Kreis Heinsberg: DRK bietet vielfältige Leistungen

Kreis Heinsberg: DRK bietet vielfältige Leistungen

Der Kreisverband des Deutschen Roten Kreuzes (DRK) hat sich einen neuen Auftritt in gedruckter Form verpasst. Das alte Mitgliedermagazin „Im Blickpunkt“ hat ausgedient und Platz gemacht für eine neue Publikation. Modern und handlich kommt sie daher, doch vor allem auch hochwertig verarbeitet. ­

Einen „Quantensprung“ nannte DRK-Kreisgeschäftsführer Lothar Terodde den Wechsel von den gehefteten A4-Blättern hin zu diesem Magazin, das vom Leser aufbewahrt werden sollte. Denn es bietet zugleich auch Informationen über das vielfältige Leistungsspektrum des DRK.

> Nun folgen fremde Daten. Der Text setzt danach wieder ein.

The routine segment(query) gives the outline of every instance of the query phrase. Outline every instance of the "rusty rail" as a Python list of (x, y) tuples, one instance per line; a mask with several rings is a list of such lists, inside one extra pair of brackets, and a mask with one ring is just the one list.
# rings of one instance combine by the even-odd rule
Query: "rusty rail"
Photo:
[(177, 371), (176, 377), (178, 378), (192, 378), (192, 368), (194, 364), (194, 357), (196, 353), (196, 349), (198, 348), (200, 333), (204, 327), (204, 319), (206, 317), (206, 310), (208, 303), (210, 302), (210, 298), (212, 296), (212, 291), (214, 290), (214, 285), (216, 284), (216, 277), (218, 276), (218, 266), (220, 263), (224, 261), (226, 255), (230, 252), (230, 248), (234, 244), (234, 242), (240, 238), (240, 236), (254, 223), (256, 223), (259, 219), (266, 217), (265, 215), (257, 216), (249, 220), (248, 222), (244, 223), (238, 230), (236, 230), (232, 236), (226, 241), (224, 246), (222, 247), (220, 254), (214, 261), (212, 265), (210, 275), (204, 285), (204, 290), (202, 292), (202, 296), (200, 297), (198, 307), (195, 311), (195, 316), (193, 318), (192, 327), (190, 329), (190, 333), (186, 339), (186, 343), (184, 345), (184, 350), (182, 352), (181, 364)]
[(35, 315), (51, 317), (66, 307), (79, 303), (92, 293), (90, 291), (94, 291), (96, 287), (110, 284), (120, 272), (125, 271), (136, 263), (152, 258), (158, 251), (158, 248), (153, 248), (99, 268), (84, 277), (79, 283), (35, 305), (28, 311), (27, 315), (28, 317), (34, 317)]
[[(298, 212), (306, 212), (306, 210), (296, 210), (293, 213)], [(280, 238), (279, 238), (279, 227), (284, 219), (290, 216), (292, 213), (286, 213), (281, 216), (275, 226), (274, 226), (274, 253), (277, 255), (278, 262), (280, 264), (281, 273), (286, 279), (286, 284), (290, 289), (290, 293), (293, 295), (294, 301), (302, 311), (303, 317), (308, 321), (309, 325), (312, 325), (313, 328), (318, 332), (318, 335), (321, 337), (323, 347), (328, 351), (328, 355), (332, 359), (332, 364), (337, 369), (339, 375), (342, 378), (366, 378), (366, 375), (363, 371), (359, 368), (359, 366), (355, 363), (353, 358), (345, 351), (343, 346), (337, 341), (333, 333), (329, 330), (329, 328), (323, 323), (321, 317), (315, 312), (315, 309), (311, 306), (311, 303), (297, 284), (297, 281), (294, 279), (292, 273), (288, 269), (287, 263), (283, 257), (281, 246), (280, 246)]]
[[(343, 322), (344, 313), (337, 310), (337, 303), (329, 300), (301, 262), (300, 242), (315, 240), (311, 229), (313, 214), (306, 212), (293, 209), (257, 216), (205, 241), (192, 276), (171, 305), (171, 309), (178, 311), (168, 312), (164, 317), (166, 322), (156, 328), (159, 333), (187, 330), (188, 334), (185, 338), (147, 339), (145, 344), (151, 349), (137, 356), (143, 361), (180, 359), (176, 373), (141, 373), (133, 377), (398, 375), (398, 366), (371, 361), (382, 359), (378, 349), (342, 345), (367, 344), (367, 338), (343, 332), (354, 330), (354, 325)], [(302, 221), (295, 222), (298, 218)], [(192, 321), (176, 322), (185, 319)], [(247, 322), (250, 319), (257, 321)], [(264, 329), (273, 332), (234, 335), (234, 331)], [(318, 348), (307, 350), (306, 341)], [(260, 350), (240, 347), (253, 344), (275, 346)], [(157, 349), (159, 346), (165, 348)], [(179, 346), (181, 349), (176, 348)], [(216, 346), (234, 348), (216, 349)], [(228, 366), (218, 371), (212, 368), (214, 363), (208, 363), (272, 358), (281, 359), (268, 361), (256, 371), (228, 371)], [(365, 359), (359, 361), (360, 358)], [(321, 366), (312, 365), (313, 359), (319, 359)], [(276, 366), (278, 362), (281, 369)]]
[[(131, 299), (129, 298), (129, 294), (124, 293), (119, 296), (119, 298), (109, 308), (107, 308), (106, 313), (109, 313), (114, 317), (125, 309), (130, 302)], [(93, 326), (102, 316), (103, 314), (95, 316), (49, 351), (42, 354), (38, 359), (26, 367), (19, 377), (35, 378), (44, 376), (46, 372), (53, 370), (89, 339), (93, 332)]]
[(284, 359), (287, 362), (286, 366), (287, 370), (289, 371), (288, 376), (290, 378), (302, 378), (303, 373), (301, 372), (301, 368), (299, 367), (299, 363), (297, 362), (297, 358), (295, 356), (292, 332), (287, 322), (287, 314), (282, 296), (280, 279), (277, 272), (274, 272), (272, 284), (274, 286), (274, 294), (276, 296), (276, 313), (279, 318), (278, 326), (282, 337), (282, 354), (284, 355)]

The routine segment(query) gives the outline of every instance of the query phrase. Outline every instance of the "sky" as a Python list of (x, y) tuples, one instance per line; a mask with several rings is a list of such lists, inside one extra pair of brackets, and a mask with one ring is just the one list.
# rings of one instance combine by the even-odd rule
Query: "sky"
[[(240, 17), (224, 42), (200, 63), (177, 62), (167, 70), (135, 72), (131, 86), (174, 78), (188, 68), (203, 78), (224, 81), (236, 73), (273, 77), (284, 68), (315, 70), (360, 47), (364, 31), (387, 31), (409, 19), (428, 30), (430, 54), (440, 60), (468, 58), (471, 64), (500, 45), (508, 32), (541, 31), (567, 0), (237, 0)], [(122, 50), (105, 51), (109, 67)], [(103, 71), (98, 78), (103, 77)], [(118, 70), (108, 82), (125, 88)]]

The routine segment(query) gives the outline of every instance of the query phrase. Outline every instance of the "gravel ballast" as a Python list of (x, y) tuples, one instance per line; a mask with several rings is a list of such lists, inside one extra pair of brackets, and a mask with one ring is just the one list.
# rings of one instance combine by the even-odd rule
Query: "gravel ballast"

So sieht das neue Magazin vom DRK aus. Fotos (2): Wichlatz Foto: Wichlatz

QR-Codes als Ergänzung

Auch da haben sich Lothar Terodde und seine für das Marketing zuständige Mitarbeiterin Ute Boox etwas ausgedacht. Einige Artikel und Informationen zu Terminen oder Dienstleistungen sind um QR-Codes ergänzt worden. Mit ­einem Smartphone können die Codes gleich eingelesen und weitere Informationen abgerufen werden.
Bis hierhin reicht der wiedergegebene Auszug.